Read the gallery and validation reading guide if you want the parameter mapping, a recommended reading order, and the first modifications to try.

Case Setup#

  • Reference simulation: MODFLOW 6 on the 60x60 structured grid.

  • Candidate simulation: MODFLOW-NWT on the same 60x60 structured grid.

  • Compared observables mix full maps (head, depth, outflow_drain), three head probes, one outlet-flux chronicle, native flux panels, and execution-time bars.

What It Shows#

  • How MODFLOW 6 and MODFLOW-NWT diverge when the spatial support is held strictly constant.

  • How point chronicles, outlet flux, map snapshots, and native flux panels complement one another on the same benchmark.

  • How execution-time bars look when the comparison does not mix structured and triangular supports.

Key Parameters#

  • Support equality is the main control knob here: both simulations use the same mesh_label = “sgrid_60x60”, so disagreements are not attributable to a mesh-family change.

  • run_comparison_mf6_vs_nwt_same_regular_mesh_moderate.toml selects the observables that stay comparable across the two MODFLOW families.

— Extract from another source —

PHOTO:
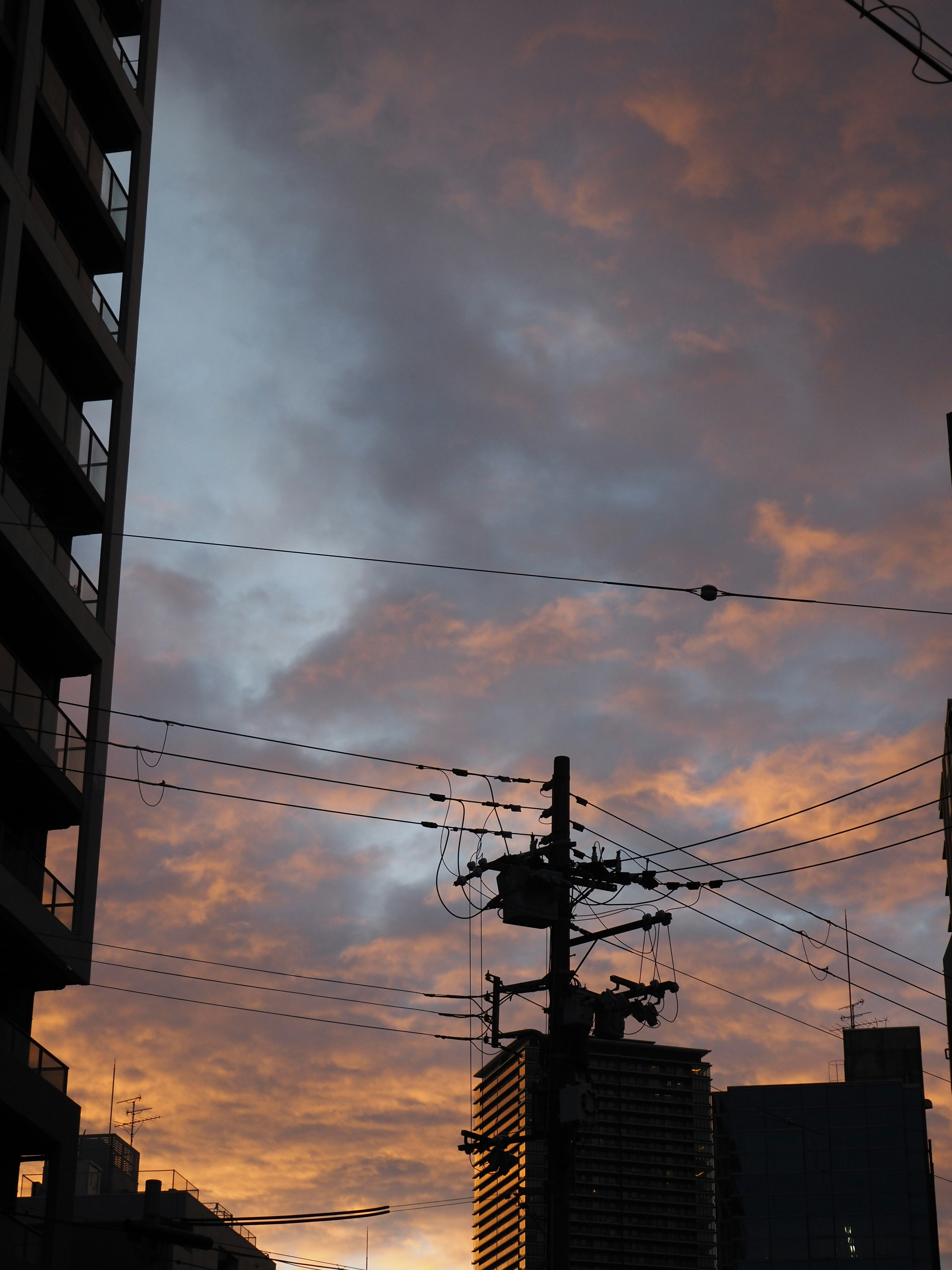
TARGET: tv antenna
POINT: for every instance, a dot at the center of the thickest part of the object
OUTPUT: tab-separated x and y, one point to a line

  • Use the outlet-flux and native-flux observables together: the outlet curve shows integrated export, while the native panels reveal how each code reports internal drainage/accumulation terms.

How To Read It#

  • Start with the map and point metrics because this is the cleanest solver-only comparison in the section.

  • Then inspect the flux and execution-time observables to see whether numerical agreement and runtime cost move together or not.

  • If a discrepancy looks large, do not blame the mesh first: this page is intentionally built to remove that degree of freedom.

Next Steps#

Reproduce#

Run the underlying example or validation case with:

python -m tools.doc_gallery

Refresh the committed gallery artifacts with:

python -m tools.doc_gallery

Source Pointers#

  • docs/source/_static/capability_gallery/simulation_comparison/ex12_mf6_nwt_moderate_same_s60_comparison_manifest.json

  • docs/source/_static/capability_gallery/simulation_comparison/ex12_mf6_nwt_moderate_same_s60_comparison_metrics.json

  • docs/source/_static/capability_gallery/simulation_comparison/ex12_mf6_nwt_moderate_same_s60_observables.csv

  • docs/source/_static/capability_gallery/simulation_comparison/ex12_mf6_nwt_moderate_same_s60_summary_metrics.csv

  • docs/source/_static/capability_gallery/simulation_comparison/ex12_mf6_nwt_moderate_same_s60_difference_metrics.csv

Artifacts#

  • docs/source/_static/capability_gallery/simulation_comparison/ex12_mf6_nwt_moderate_same_s60.png

  • docs/source/_static/capability_gallery/simulation_comparison/ex12_mf6_nwt_moderate_same_s60_summary.json stores the displayed metrics plus source hashes used by python -m tools.doc_gallery --check.